Impaired neurogenesis in embryonic spinal cord of Phgdh knockout mice, a serine deficiency disorder model

Mutations in the d-3-phosphoglycerate dehydrogenase (PHGDH; EC 1.1.1.95) gene, which encodes an enzyme involved in de novo l-serine biosynthesis, are shown to cause human serine deficiency disorder. This disorder has been characterized by severe neurological symptoms including congenital microcephaly and psychomotor retardation.
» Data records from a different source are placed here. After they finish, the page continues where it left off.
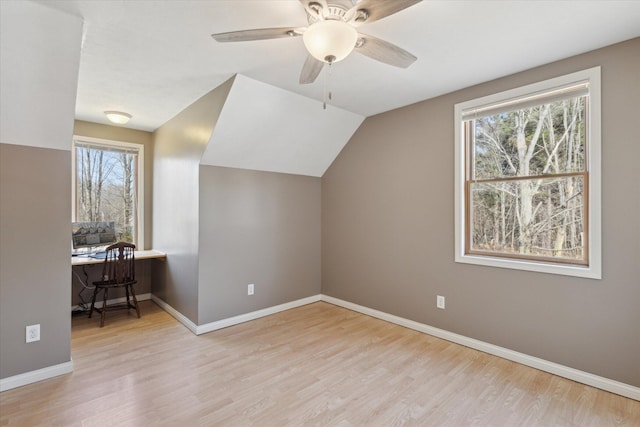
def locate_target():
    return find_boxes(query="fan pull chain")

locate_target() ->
[322,58,333,110]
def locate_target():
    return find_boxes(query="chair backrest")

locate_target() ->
[102,242,136,284]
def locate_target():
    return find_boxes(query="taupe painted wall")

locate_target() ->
[0,1,82,381]
[322,39,640,386]
[0,145,71,378]
[152,79,233,324]
[198,166,321,324]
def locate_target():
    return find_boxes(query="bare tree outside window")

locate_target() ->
[75,142,138,244]
[465,96,588,264]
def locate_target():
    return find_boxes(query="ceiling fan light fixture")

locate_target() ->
[302,20,358,63]
[104,111,131,125]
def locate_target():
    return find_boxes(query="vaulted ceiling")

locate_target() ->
[36,0,640,175]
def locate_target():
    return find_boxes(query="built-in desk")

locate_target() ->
[71,251,167,313]
[71,249,167,267]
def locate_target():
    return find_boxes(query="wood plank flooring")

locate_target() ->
[0,301,640,427]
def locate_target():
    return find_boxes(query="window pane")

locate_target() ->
[470,175,586,262]
[472,96,585,179]
[76,145,138,243]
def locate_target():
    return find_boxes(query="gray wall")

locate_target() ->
[198,166,321,324]
[322,39,640,386]
[0,144,71,378]
[152,79,233,324]
[0,1,82,379]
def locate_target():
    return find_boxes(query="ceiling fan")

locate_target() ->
[211,0,422,84]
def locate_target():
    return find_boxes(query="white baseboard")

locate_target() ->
[321,295,640,401]
[0,360,73,392]
[151,295,321,335]
[196,295,321,335]
[151,295,198,335]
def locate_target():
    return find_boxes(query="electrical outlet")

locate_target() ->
[27,324,40,343]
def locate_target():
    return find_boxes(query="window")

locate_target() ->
[455,68,601,279]
[72,137,144,249]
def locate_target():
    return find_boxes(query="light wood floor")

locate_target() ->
[0,301,640,427]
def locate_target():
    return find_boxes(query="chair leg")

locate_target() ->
[89,286,98,319]
[127,285,140,319]
[100,288,109,328]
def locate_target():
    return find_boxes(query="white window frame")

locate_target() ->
[454,67,602,279]
[71,135,144,251]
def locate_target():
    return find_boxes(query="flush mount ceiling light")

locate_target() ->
[104,111,131,125]
[302,20,358,64]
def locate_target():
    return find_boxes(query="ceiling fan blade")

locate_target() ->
[355,33,418,68]
[300,55,324,85]
[346,0,422,25]
[211,27,306,43]
[300,0,329,19]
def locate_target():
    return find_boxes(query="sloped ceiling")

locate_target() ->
[22,0,640,175]
[200,75,364,177]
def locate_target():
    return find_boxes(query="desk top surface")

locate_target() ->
[71,249,167,266]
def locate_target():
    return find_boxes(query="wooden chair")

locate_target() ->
[89,242,140,327]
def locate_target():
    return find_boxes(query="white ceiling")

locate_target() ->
[200,75,364,177]
[32,0,640,130]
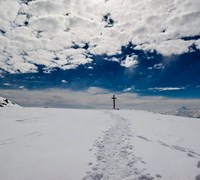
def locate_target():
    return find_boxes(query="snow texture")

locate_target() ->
[0,97,19,108]
[0,108,200,180]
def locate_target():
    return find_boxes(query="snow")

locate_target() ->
[0,96,20,108]
[0,108,200,180]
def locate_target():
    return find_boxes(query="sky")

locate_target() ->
[0,0,200,109]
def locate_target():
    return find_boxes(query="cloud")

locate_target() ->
[0,0,200,73]
[0,87,200,112]
[148,87,185,91]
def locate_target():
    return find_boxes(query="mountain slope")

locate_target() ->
[166,106,200,118]
[0,97,19,108]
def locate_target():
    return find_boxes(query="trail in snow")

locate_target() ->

Our previous work demonstrated that targeted disruption of mouse Phgdh leads to a marked decrease in serine and glycine, severe growth retardation of the central nervous system, and lethality after embryonic day 13.5. To clarify how a serine deficiency causes neurodevelopmental defects, we characterized changes in metabolites, gene expression and morphological alterations in the spinal cord of Phgdh knockout mice. BeadChip microarray analysis revealed significant dysregulation of genes involved in the cell cycle. Ingenuity Pathway Analysis also revealed a significant perturbation of regulatory networks that operate in the cell cycle progression. Moreover, morphological examinations of the knockout spinal cord demonstrated a marked deficit in dorsal horn neurons. Radial glia cells, native neural stem/progenitor cells, accumulated in the dorsal ventricular zone, but they did not proceed to a G₀-like quiescent state. The present integrative study provides in vivo evidence that normal cell cycle progression and subsequent neurogenesis of radial glia cells are severely impaired by serine deficiency.